Por Sua Santidade o Dalai Lama
A compreensão do verdadeiro significado da vida, a aceitação da morte, a maneira de ajudar os que estão morrendo e os mortos: eis os temas estudados neste oportuno livro de Sogyal Rinpoche.
A morte é parte natural da vida, que todos nós com certeza teremos de enfrentar um dia. Para mim, há dois modos de abordar a questão enquanto estamos vivos. Podemos escolher entre ignorar o então olhar de frente para a perspectiva da nossa própria morte e, pensando claramente nela, tentar minimizar o sofrimento que traz. Entretanto, em nenhum desses casos podemos de fato vencê-la.
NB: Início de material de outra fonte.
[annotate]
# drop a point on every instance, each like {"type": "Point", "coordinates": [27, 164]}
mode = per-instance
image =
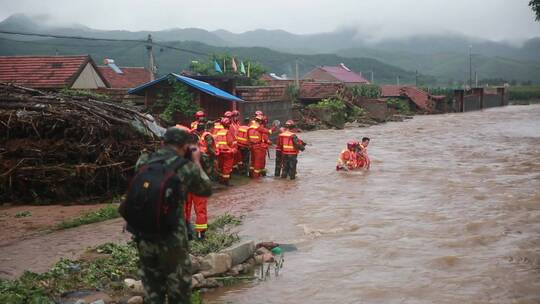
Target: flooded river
{"type": "Point", "coordinates": [449, 213]}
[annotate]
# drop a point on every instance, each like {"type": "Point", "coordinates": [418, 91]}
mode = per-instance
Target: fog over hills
{"type": "Point", "coordinates": [442, 55]}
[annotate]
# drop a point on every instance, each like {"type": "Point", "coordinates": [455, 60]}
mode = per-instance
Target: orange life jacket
{"type": "Point", "coordinates": [286, 143]}
{"type": "Point", "coordinates": [255, 137]}
{"type": "Point", "coordinates": [223, 141]}
{"type": "Point", "coordinates": [348, 158]}
{"type": "Point", "coordinates": [202, 142]}
{"type": "Point", "coordinates": [242, 136]}
{"type": "Point", "coordinates": [217, 127]}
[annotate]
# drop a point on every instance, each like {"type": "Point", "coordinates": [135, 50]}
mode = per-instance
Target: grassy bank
{"type": "Point", "coordinates": [104, 268]}
{"type": "Point", "coordinates": [107, 212]}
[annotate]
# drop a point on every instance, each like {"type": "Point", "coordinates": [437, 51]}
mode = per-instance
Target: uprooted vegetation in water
{"type": "Point", "coordinates": [104, 268]}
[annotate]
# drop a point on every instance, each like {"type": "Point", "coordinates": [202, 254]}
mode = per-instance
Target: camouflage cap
{"type": "Point", "coordinates": [175, 135]}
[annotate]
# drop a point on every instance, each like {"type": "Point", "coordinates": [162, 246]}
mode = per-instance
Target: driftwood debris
{"type": "Point", "coordinates": [60, 148]}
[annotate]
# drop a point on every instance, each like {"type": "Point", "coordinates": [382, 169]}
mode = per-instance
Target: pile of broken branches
{"type": "Point", "coordinates": [60, 148]}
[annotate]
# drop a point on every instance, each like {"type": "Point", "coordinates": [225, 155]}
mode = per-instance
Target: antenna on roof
{"type": "Point", "coordinates": [110, 63]}
{"type": "Point", "coordinates": [344, 67]}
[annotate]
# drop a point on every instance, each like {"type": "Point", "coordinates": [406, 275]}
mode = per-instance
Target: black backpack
{"type": "Point", "coordinates": [151, 207]}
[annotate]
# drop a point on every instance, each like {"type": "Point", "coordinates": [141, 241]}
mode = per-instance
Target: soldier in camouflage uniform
{"type": "Point", "coordinates": [290, 145]}
{"type": "Point", "coordinates": [164, 262]}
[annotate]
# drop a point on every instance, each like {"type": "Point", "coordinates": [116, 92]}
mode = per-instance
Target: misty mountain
{"type": "Point", "coordinates": [444, 56]}
{"type": "Point", "coordinates": [169, 60]}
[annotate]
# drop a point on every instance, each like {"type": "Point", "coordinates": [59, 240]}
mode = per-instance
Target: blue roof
{"type": "Point", "coordinates": [194, 83]}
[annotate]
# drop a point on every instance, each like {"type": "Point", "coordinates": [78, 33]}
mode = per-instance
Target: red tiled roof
{"type": "Point", "coordinates": [319, 90]}
{"type": "Point", "coordinates": [391, 91]}
{"type": "Point", "coordinates": [42, 71]}
{"type": "Point", "coordinates": [130, 78]}
{"type": "Point", "coordinates": [421, 98]}
{"type": "Point", "coordinates": [344, 75]}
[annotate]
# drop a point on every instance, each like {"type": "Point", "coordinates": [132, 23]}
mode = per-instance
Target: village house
{"type": "Point", "coordinates": [214, 101]}
{"type": "Point", "coordinates": [52, 72]}
{"type": "Point", "coordinates": [339, 73]}
{"type": "Point", "coordinates": [124, 77]}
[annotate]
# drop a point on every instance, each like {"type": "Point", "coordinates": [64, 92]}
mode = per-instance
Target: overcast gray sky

Como budista, vejo a morte como um processo normal, uma realidade que aceito irá ocorrer ao fim da minha existência terrena. Não vejo sentido em me preocupar com ela, uma vez que dela não posso escapar. Tendo a pensar na morte como uma troca de roupa — uma roupa que envelheceu e já não presta — mais do que como um fim absoluto. No entanto, a morte é imprevisível: não sabemos como ou quando ela terá lugar. Assim, é apenas sensato tomar certas precauções antes que ela ocorra.
Naturalmente, a maioria de nós gostaria de morrer de maneira tranqüila, mas também é claro que não podemos esperar morrer tranquilamente se nossas vidas foram cheias de violência, ou nossas mentes foram quase sempre agitadas por emoções como ódio, apego ou medo. Assim se queremos morrer bem, devemos aprender a viver bem: se esperamos morrer em paz, devemos cultivar a paz em nossa mente e modo de vida.
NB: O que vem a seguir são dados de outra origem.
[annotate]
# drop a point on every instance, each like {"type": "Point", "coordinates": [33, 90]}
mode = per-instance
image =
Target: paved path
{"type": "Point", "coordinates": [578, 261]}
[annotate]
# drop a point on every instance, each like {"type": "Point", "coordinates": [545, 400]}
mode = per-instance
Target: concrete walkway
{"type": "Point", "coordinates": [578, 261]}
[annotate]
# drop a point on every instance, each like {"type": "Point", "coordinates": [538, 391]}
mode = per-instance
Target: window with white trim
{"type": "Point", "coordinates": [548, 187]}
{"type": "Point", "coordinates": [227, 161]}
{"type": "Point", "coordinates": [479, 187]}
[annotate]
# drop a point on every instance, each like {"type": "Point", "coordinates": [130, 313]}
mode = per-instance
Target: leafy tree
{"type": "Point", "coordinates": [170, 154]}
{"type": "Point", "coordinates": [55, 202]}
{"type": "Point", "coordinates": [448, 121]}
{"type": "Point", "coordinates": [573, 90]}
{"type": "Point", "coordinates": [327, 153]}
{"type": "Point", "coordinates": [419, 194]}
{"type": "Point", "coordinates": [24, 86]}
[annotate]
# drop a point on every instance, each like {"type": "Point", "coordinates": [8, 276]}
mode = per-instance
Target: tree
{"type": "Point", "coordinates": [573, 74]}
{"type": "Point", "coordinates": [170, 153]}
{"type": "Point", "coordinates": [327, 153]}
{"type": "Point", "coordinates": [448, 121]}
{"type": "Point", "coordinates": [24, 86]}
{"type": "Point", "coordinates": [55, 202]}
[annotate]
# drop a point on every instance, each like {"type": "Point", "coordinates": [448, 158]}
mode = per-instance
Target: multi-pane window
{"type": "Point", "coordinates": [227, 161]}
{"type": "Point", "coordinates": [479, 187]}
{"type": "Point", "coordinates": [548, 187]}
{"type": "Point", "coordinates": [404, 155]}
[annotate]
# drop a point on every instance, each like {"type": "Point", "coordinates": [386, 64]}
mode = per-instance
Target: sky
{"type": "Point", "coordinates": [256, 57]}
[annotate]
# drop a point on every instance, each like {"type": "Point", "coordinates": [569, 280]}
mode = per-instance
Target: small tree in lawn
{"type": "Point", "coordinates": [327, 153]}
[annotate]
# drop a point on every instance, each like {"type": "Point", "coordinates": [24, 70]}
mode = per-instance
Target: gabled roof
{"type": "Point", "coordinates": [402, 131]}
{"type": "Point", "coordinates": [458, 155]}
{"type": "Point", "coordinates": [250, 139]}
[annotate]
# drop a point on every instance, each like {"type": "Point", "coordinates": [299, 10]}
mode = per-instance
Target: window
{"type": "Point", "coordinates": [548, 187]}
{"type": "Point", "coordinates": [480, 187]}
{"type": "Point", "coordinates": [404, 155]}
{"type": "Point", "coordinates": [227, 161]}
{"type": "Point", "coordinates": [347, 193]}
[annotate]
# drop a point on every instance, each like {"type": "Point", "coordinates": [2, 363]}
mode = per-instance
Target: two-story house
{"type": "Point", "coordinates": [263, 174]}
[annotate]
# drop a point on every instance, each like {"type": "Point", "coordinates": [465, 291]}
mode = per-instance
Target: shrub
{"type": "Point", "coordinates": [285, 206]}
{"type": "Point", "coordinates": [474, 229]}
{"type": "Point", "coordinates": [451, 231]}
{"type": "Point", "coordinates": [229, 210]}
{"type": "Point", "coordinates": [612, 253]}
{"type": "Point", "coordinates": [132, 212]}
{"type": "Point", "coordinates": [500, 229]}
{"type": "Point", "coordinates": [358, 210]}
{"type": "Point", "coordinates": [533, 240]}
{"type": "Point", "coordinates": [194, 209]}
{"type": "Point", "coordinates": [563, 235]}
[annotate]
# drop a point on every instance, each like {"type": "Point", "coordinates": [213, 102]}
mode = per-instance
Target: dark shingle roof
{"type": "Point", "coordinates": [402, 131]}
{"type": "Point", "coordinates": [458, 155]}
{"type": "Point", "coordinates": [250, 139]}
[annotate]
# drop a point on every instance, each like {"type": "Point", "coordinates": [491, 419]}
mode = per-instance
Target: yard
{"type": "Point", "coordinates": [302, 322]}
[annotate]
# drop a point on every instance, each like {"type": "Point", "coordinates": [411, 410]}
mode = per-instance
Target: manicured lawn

Como você lerá aqui, do ponto de vista do budismo, a verdadeira experiência da morte é muito importante. Embora como e onde vamos renascer sejam condições que, em geral, dependam de forças cármicas, nosso estado de espírito no momento da morte pode influir na qualidade do nosso próximo renascimento. Desse modo, no instante da morte, apesar da grande diversidade de carma que acumulamos, se fizermos um esforço especial para produzir um estado mental virtuoso, poderemos fortalecer e ativar um carma também virtuoso, e assim propiciar um renascimento feliz.
O momento em que a morte acontece é também aquele em que as experiências mais profundas e benéficas podem emergir. Familiarizando-se como o processo da morte repetidamente na meditação, um meditador consumado pode usar sua morte real para obter uma grande realização espiritual. Por isso, alguns praticantes muito experientes fazem práticas meditativas enquanto morrem. Uma indicação do seu desenvolvimento é o fato de que, com freqüência, seus corpos não começam a se corromper senão muito depois de terem sido considerados clinicamente mortos.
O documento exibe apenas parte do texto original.